Let $h\in St(m_2)$. Then $h\circ m_2=m_2$, and thus $h\circ (g\circ m_1)=g\circ m_1$. It follows from definition of action that $(hg)\circ m_1=g\circ m_1$, and therefore, $g^{-1}\circ((hg)\circ m_1)=g^{-1}\circ(g\circ m_1)$. Consequently, $(g^{-1}hg)\circ m_1=(g^{-1}g)\circ m_1=e\circ m_1=m_1$. We conclude that $g^{-1}hg\in St(m_1)$, and thus $h\in gSt(m_1)g^{-1}$. It follows that $St(m_2)\subset gSt(m_1)g^{-1}$.

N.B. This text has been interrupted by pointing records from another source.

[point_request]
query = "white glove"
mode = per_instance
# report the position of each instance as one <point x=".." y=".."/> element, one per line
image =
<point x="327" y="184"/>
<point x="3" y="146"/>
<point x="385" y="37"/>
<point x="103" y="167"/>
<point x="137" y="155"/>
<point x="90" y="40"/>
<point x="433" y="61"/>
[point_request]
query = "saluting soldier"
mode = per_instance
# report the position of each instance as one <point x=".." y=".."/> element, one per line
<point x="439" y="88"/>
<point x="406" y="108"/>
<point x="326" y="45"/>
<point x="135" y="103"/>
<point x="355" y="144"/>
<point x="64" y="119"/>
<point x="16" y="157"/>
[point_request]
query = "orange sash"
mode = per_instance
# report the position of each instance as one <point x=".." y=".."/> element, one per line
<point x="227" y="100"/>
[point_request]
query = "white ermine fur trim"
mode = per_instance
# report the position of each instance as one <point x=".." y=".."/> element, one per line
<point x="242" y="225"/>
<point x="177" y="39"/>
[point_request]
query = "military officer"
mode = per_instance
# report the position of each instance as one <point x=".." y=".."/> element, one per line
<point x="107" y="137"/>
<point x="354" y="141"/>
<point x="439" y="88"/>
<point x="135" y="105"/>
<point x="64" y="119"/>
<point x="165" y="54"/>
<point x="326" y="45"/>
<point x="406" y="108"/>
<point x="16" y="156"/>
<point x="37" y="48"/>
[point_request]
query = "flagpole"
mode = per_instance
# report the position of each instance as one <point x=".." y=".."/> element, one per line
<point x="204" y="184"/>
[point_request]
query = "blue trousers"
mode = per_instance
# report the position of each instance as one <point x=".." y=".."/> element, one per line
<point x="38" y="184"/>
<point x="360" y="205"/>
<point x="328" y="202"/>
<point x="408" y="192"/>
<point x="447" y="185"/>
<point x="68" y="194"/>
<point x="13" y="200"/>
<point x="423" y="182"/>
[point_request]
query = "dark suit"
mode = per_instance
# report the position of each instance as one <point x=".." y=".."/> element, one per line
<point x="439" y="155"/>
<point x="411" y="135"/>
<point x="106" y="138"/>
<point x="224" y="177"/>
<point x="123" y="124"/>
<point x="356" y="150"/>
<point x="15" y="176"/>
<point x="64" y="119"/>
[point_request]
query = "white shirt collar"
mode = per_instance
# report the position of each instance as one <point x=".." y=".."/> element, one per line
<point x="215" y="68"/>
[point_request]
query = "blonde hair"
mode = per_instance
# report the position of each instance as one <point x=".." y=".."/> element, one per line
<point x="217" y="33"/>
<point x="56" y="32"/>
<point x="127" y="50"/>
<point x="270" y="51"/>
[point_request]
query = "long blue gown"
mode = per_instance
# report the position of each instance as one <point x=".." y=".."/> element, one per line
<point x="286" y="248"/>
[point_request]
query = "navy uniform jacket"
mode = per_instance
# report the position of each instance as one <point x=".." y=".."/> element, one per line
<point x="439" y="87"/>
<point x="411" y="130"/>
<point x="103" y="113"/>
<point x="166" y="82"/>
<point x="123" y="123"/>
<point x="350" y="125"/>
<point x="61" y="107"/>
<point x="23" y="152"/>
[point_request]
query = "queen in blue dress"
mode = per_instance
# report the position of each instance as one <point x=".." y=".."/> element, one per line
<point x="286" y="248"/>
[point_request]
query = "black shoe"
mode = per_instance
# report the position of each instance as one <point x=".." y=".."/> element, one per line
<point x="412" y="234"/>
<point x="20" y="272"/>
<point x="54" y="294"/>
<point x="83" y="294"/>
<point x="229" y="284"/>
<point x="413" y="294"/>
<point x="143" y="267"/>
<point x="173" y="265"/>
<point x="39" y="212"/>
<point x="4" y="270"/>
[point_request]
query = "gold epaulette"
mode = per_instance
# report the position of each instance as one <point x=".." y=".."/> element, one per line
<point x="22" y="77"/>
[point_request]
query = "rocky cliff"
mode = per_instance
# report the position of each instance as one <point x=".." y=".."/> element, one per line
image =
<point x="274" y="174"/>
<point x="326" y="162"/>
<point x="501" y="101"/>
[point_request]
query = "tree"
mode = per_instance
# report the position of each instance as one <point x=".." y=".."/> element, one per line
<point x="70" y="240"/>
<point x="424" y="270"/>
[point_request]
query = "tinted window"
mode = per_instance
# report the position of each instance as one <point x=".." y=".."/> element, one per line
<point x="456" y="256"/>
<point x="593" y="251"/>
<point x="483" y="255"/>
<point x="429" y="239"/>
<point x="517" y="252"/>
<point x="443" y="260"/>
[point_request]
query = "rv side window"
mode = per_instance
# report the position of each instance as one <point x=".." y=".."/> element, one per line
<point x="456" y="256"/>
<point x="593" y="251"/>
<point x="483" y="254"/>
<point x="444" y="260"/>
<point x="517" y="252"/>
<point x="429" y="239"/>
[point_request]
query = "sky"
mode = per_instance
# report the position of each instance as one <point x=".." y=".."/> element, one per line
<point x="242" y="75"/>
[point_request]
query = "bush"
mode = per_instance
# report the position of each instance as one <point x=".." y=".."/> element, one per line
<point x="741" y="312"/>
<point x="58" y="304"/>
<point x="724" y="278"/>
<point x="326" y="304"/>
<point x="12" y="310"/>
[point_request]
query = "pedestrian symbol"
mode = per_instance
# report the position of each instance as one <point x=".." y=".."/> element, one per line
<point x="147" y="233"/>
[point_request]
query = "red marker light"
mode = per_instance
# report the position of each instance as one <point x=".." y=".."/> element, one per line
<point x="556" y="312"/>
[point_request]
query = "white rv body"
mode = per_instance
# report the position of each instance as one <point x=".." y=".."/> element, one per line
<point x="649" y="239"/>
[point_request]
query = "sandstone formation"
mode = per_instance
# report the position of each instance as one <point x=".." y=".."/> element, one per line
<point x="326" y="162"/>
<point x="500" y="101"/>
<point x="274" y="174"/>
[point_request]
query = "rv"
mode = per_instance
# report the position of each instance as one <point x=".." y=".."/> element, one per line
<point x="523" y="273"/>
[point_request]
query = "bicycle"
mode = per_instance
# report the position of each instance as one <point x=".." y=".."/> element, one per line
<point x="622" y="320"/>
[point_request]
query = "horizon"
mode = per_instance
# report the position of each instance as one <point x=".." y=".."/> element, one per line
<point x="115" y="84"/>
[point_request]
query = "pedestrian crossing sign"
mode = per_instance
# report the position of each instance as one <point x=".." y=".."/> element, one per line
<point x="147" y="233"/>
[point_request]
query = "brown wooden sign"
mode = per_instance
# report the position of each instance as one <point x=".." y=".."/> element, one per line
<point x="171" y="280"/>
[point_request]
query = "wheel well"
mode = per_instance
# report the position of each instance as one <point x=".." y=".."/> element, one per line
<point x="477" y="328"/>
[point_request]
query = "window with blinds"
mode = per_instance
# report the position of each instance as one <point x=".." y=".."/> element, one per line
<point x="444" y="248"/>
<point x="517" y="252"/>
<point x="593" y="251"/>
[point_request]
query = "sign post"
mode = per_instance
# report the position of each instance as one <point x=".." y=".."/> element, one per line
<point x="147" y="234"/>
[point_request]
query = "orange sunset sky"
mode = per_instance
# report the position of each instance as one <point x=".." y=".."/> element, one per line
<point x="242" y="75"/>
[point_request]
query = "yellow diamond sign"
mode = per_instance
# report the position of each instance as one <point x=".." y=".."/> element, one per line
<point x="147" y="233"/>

On the other hand, let $h\in gSt(m_1)g^{-1}$. Then $h=gkg^{-1}$, where $k\in St(m_1)$, that is $k\circ m_1=m_1$. It follows that $h\circ m_2=(gkg^{-1})\circ(g\circ m_1)=(gkg^{-1}g)\circ m_1=(gk)\circ m_1=g\circ(k\circ m_1)=g\circ m_1=m_2$ . We conclude that $h\in St(m_2)$, and therefore, $gSt(m_1)g^{-1}\subset St(m_2)$.

We concude that $gSt(m_1)g^{-1}= St(m_2)$, that is the stabilizers $St(m_1)$ and $St(m_2)$ are conjugate to each other.